To be sure, Zoe Financial is not the only client lead generation service; many are now defunct. Similar to others, it is building a network of advisors, growing a pool of would-be clients and playing matchmaker. SmartAsset, another new entrant to the lead generation space this year, recently announced $28 million funding round led by Focus Financial Partners, a high-profile wealth management firm that went public.

But unlike other lead generation services, it is free for advisors and investors to use the matching service. Advisors don’t pay Zoe Financial for each introduction to a prospect; they only pay if a lead becomes a client. The fee structure depends on how the advisor charges for their services. For advisors who charge a flat annual fee, Zoe Financial will charge them an annual fee for 5 years. Those who charge clients a fee based on a percentage of their assets pay Zoe Financial a share of that annual fee for as long as the prospect is a client. 

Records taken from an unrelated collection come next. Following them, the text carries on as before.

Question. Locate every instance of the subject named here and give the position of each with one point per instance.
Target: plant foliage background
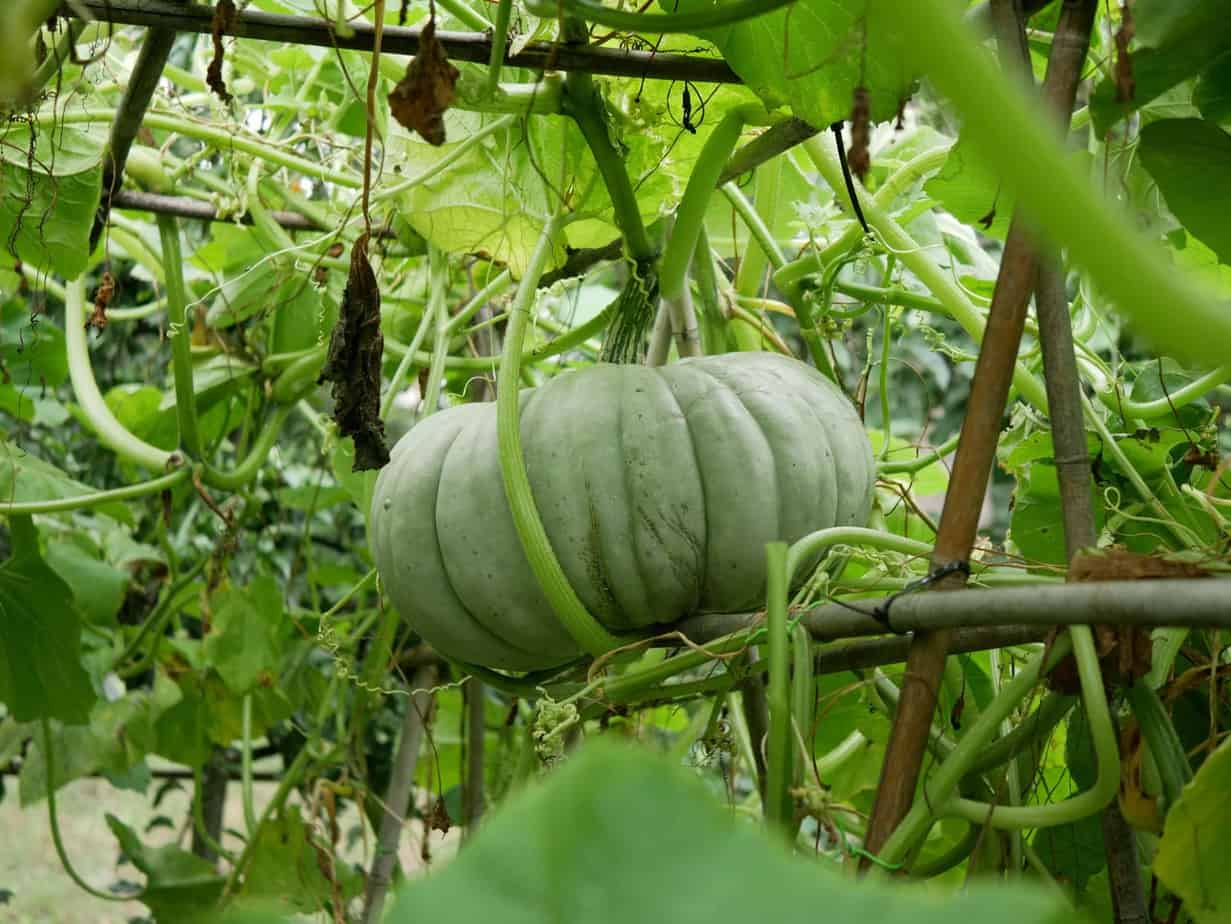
(230, 626)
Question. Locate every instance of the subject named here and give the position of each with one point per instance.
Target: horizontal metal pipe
(1195, 603)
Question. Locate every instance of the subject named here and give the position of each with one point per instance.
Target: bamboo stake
(976, 452)
(458, 46)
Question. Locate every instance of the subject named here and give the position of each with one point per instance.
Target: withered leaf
(224, 20)
(102, 297)
(421, 97)
(353, 363)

Garcia-Amaya declined to share what percentage the latter are charged. But even the cost of only a few basis points over the lifetime of a client adds up. Say, for example, an advisor were to pay Zoe Financial 10 basis points of the annual fee they charge a client with $1 million. That would mean the advisor would pay $1,000 every year for that client, making the lead generation service relatively expensive compared to others and Zoe Financial potentially quite lucrative if it can deliver prospective clients. 

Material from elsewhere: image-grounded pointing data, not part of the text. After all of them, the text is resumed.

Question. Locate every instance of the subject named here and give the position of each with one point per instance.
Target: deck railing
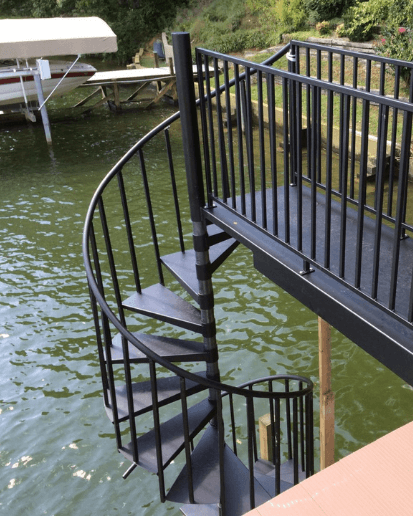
(266, 130)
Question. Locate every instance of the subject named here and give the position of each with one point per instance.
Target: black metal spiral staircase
(150, 391)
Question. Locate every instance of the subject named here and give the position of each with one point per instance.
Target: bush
(326, 9)
(397, 43)
(323, 28)
(341, 31)
(362, 19)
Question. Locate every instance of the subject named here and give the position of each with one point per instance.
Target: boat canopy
(39, 37)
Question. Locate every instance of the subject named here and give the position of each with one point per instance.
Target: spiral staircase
(164, 411)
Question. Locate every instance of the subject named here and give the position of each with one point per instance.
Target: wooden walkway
(373, 481)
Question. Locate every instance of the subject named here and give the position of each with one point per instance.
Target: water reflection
(54, 430)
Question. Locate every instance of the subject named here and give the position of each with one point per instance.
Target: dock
(109, 84)
(375, 480)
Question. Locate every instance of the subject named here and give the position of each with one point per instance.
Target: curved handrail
(208, 383)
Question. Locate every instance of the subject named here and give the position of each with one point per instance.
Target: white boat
(27, 41)
(16, 89)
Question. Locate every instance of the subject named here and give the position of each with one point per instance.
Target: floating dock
(374, 480)
(110, 82)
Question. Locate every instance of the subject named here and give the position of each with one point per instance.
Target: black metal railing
(122, 219)
(307, 178)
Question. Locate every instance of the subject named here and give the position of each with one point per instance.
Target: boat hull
(11, 91)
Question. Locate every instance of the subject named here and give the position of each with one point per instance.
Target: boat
(16, 90)
(26, 42)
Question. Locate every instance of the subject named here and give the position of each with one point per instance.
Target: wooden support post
(116, 95)
(82, 102)
(43, 111)
(136, 92)
(326, 395)
(264, 426)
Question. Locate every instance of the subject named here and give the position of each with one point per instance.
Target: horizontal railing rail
(250, 169)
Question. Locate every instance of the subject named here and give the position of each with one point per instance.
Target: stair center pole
(193, 166)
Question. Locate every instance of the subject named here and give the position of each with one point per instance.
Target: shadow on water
(57, 452)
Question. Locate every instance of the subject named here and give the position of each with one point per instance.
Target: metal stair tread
(168, 392)
(210, 509)
(161, 303)
(205, 467)
(183, 265)
(172, 437)
(174, 350)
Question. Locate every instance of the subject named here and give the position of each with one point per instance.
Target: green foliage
(362, 19)
(397, 34)
(324, 28)
(292, 14)
(134, 22)
(320, 10)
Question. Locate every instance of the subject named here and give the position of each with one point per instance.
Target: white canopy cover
(39, 37)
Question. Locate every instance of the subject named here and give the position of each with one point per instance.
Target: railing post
(189, 122)
(193, 165)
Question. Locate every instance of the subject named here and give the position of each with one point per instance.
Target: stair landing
(375, 330)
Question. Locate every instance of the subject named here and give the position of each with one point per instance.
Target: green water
(57, 452)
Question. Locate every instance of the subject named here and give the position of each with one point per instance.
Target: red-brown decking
(375, 480)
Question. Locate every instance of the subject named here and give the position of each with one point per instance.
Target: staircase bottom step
(206, 479)
(264, 472)
(201, 510)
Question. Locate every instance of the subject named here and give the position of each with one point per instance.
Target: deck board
(373, 481)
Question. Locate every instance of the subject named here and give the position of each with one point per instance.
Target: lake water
(57, 452)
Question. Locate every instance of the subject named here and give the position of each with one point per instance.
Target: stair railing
(306, 108)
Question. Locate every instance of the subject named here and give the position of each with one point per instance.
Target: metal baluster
(379, 198)
(174, 190)
(302, 435)
(211, 127)
(353, 128)
(221, 445)
(401, 201)
(363, 179)
(157, 430)
(329, 174)
(288, 418)
(221, 137)
(230, 136)
(273, 153)
(277, 446)
(204, 126)
(151, 218)
(239, 95)
(295, 440)
(234, 436)
(344, 176)
(250, 144)
(185, 423)
(309, 126)
(262, 151)
(286, 163)
(129, 232)
(393, 143)
(313, 217)
(251, 434)
(378, 164)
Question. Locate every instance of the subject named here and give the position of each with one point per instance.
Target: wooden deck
(375, 480)
(110, 82)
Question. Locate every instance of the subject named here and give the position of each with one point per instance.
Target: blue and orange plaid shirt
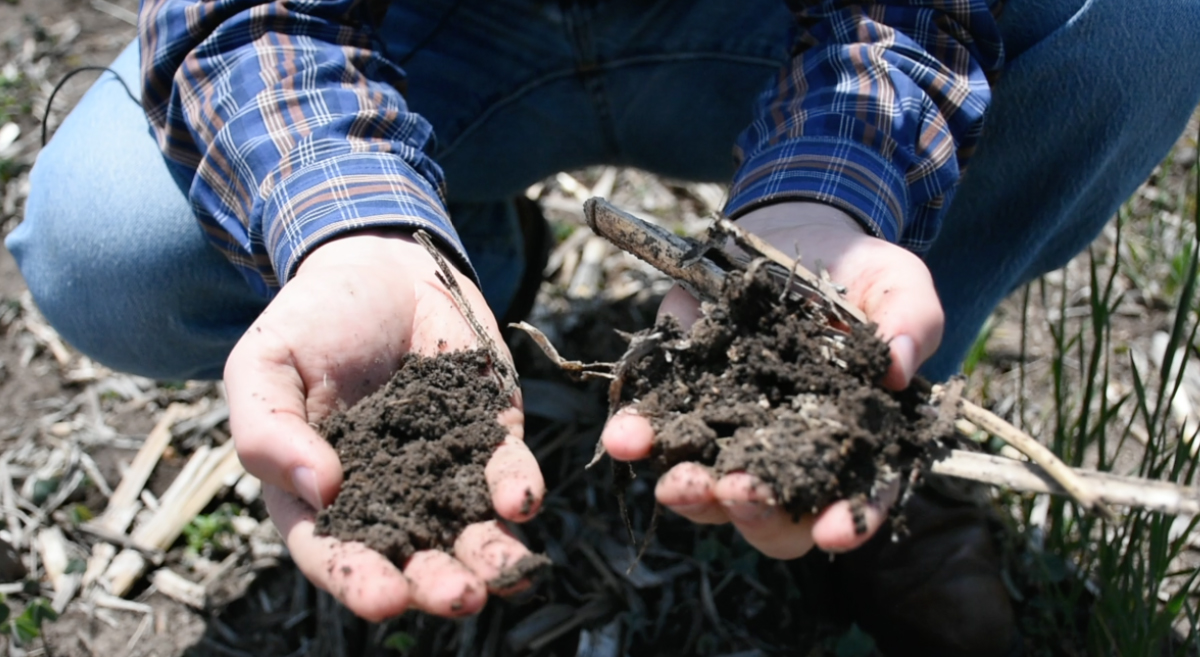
(297, 130)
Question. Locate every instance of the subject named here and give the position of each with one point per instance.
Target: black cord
(437, 29)
(46, 115)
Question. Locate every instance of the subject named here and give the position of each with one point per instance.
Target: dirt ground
(696, 590)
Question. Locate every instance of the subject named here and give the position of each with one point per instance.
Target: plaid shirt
(297, 128)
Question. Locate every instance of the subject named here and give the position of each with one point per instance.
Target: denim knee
(112, 252)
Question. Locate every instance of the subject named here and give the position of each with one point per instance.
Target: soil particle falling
(771, 389)
(413, 456)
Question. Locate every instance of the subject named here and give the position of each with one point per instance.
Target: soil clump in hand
(771, 387)
(413, 456)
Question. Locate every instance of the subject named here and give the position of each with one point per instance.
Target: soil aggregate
(771, 387)
(414, 453)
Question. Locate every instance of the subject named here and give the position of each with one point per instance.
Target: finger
(490, 552)
(442, 585)
(269, 421)
(628, 435)
(682, 305)
(909, 318)
(753, 510)
(360, 578)
(688, 490)
(515, 481)
(837, 529)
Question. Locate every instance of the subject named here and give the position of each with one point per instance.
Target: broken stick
(677, 258)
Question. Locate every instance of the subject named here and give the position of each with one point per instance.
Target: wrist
(792, 216)
(395, 247)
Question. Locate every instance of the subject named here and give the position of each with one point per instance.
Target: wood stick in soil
(1111, 489)
(677, 258)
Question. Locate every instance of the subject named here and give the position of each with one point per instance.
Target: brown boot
(936, 591)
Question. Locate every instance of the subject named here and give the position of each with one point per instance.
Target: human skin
(895, 291)
(335, 333)
(358, 303)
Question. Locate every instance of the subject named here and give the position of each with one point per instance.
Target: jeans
(1093, 95)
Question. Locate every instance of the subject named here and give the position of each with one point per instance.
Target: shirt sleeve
(876, 114)
(292, 126)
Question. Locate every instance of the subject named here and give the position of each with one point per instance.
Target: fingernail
(748, 512)
(304, 481)
(905, 353)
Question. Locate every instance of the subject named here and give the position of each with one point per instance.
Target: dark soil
(772, 389)
(414, 454)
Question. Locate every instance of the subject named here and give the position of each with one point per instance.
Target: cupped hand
(335, 333)
(895, 291)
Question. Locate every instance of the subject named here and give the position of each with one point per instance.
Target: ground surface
(697, 590)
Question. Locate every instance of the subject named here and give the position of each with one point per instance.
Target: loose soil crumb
(771, 389)
(413, 456)
(529, 566)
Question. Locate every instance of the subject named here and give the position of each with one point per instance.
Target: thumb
(900, 299)
(269, 421)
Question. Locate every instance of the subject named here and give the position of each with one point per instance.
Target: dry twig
(678, 258)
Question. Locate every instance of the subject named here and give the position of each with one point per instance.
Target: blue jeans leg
(517, 90)
(112, 253)
(1095, 96)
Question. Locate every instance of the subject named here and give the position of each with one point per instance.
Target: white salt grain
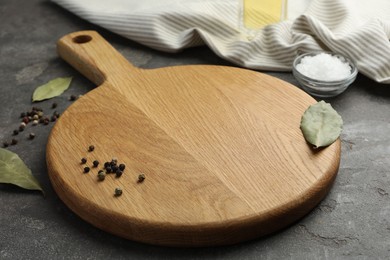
(325, 67)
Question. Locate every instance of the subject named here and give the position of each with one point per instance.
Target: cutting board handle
(89, 53)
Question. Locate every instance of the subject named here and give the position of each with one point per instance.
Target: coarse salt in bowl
(324, 74)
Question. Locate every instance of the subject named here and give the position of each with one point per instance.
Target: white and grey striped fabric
(358, 29)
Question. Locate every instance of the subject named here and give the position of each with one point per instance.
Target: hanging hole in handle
(80, 39)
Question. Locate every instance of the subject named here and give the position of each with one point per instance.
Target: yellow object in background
(259, 13)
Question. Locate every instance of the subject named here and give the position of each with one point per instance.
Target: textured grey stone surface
(353, 222)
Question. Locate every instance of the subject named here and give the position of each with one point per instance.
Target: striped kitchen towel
(256, 34)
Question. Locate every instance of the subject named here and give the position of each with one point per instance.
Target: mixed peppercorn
(32, 117)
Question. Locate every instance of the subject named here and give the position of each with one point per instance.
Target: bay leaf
(51, 89)
(321, 125)
(14, 171)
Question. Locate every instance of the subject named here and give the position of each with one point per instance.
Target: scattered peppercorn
(118, 192)
(122, 167)
(56, 114)
(101, 175)
(141, 177)
(95, 163)
(114, 168)
(106, 164)
(118, 173)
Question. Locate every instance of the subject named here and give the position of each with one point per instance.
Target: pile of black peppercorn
(109, 167)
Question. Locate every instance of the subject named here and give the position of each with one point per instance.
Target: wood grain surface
(221, 149)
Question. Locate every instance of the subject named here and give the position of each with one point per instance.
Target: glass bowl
(323, 88)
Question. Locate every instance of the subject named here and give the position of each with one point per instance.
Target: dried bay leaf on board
(51, 89)
(14, 171)
(321, 125)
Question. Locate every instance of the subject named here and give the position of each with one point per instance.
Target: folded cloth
(358, 29)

“We are putting skin in the game,” Garcia-Amaya said. “We don’t get paid unless that person ends up becoming a client.”

The company spent the better part of a year building its network of financial advisors before launching in February. Part of the reason it took so long is that Zoe Financial is selective about who can join, according to Garcia-Amaya.

Zoe Financial works exclusively with fee-only advisors. They also must also have at least a Certified Financial Planner or Chartered Financial Analyst designation and relevant experience, and be able to pass proprietary quantitative and qualitative assessment tests.

The final stage of the approval process is an interview with Zoe Financial, during which Garcia-Amaya, who personally interviews candidates, said the firm makes sure they fit the profile of an advisor the company wants to pair with clients. For example, the firm makes sure that advisors are keeping up with the evolution of industry best practices and asks them about their firm’s technology stack.

Garcia-Amaya said he also asks advisors about their investment management (if they don't outsource it) and is looking for advisors “picking styles versus picking stocks.” Some, he said, can defend their investment management but others struggle and don’t make the cut. Garcia-Amaya recalled some advisors telling him “clients don’t usually ask that” to which he responded, “OK, well, we’re asking that.”

More than 100 advisors hear about Zoe Financial through word of mouth and apply each month, but it only accepts about 5 percent of applicants, he said. Garcia-Amaya did not share how many advisors had been allowed to join the network so far, but said the registered investment advisors admitted to the club managed around $8 billion in client assets.

Investors have also found their way to the lead generation company through word of mouth, but most find their way through targeted digital advertising on social media websites, including Facebook, Twitter and LinkedIn. The company is also using sponsored content in an effort to become a source of information on the industry and how to find and vet advisors. 

Since it launched in February, investors with an aggregate $800 million of investable assets have sought an advisor through Zoe Financial, the company said.

“Business development is typically the biggest challenge that most advisors face,” said Stephen Wershing, the president of an advisor coaching and strategy firm called The Client Driven Practice.

He doesn’t recommend lead generation services, and they aren’t something advisors he works with frequently bring up. Most of the lead generation programs haven’t been beneficial, according to advisors he’s spoken to about them.

But Wershing said he hadn’t heard of Zoe Financial, and if it delivers what it claims to, he could see it being “tremendously appealing.”

“If these folks have a way for projecting that advisor’s value proposition,” Wershing said. “That’s a pretty big deal.”